To live a life that has expectations is to spend years of your life trying to prove yourself. This has been what being the youngest child feels like, where comparison is a norm and the necessity to live up to your siblings is always on.
We often hear about the eldest child's struggles: how the oldest are forced to be independent at such a young age and how the parents see the middle child differently from their siblings. But have we talked about the troubles the youngest child goes through?
Youngest Child Syndrome
Youngest Child Syndrome refers to the idea that the youngest kids in a family tend to develop certain traits because of their birth order. According to psychologist Alfred Adler in 1927, the youngest child often grows up being more social, confident, and creative.
They usually learn how to get along with others easily and can be quite persuasive, sometimes getting others to do things for them. Many younger children are also said to be funny or entertaining, which might come from wanting to stand out and get attention in a family where everyone else is older.
The ‘have it easy’ sibling
When you tell a bunso, “You have it easy,” don’t be surprised if they roll their eyes or shut their ears. It’s the line they’ve heard all their lives. From the outside, this may look like the package they have in reality: hand-me-down lessons from older siblings and parents who are a little less strict.

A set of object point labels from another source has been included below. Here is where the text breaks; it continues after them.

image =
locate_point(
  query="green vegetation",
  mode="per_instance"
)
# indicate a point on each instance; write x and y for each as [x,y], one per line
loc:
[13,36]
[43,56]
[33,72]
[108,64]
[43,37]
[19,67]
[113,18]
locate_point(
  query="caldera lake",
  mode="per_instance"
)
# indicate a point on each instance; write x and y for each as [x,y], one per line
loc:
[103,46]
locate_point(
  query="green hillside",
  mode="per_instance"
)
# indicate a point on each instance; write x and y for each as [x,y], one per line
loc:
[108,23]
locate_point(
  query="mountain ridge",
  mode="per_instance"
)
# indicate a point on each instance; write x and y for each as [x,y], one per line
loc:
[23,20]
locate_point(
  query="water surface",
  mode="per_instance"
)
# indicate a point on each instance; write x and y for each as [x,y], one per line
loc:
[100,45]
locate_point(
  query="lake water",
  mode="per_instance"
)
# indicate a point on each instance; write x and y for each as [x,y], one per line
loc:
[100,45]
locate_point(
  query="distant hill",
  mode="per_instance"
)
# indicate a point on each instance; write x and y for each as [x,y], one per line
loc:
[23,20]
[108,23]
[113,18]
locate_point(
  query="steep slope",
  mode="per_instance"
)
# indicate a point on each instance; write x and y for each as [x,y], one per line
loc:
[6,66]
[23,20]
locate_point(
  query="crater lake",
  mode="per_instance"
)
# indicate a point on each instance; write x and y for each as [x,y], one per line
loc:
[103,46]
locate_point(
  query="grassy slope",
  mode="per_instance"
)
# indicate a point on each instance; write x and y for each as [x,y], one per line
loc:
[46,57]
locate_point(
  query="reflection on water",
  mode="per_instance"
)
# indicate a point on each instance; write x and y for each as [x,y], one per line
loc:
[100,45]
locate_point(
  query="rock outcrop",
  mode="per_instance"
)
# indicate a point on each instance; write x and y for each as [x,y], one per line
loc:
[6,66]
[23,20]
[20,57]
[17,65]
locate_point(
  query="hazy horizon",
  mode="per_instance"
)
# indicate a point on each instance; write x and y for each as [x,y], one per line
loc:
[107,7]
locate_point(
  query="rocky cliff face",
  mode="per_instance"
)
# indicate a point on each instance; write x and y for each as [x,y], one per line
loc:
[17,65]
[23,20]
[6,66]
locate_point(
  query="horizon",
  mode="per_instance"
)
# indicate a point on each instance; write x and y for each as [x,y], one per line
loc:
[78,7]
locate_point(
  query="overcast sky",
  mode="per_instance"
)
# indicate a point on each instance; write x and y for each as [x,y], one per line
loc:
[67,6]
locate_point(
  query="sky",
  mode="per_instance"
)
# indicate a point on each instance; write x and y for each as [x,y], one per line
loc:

But that picture leaves out the messier part. When people assume everything is handed to you, they rarely stop to see the effort it takes to prove yourself or the quiet frustration of always being measured against a reputation you never chose.
There must be a mistake somewhere
There’s this common joke about how being the youngest child means being the “baby” of the family. You’re spoiled, they say. You’re the one who’s always protected, the one who gets away with things the older ones never could.
It isn’t perfect as they impose. To be the youngest is also to have your every action always under a microscope. Every place you go to, every task you do, every decision you make. Because when you are the youngest, people expect you to know less, or nothing at all.
When the siblings leave
As annoying as our siblings make us feel, there’s silence that comes with being the last one at home. While older siblings branch out, build careers, or start their own families, the bunso is left behind in a house that grows emptier by the year.
What once felt like a lively home now feels like a hollow space filled with memories, and they have to carry that loneliness in ways that few notice.
The truth is, the bunso doesn’t really have it all
If there’s a thing every youngest sibling lacks, is to be independent in everyone else’s eyes.
The eldest carries responsibility, the middle fights for space, but the youngest carries expectation. You’re the one they pin their revised dreams on, the one they watch closely because they’ve already seen what life did to the ones before you. Every decision you make feels like it’s being measured against mistakes and missed chances.
So, at the end of the day, the youngest will fantasize about a world where they are allowed to dream, fail, and grow on their own terms. Because being the youngest shouldn’t mean carrying the family’s unfinished stories. It should mean having the chance to finally write their own.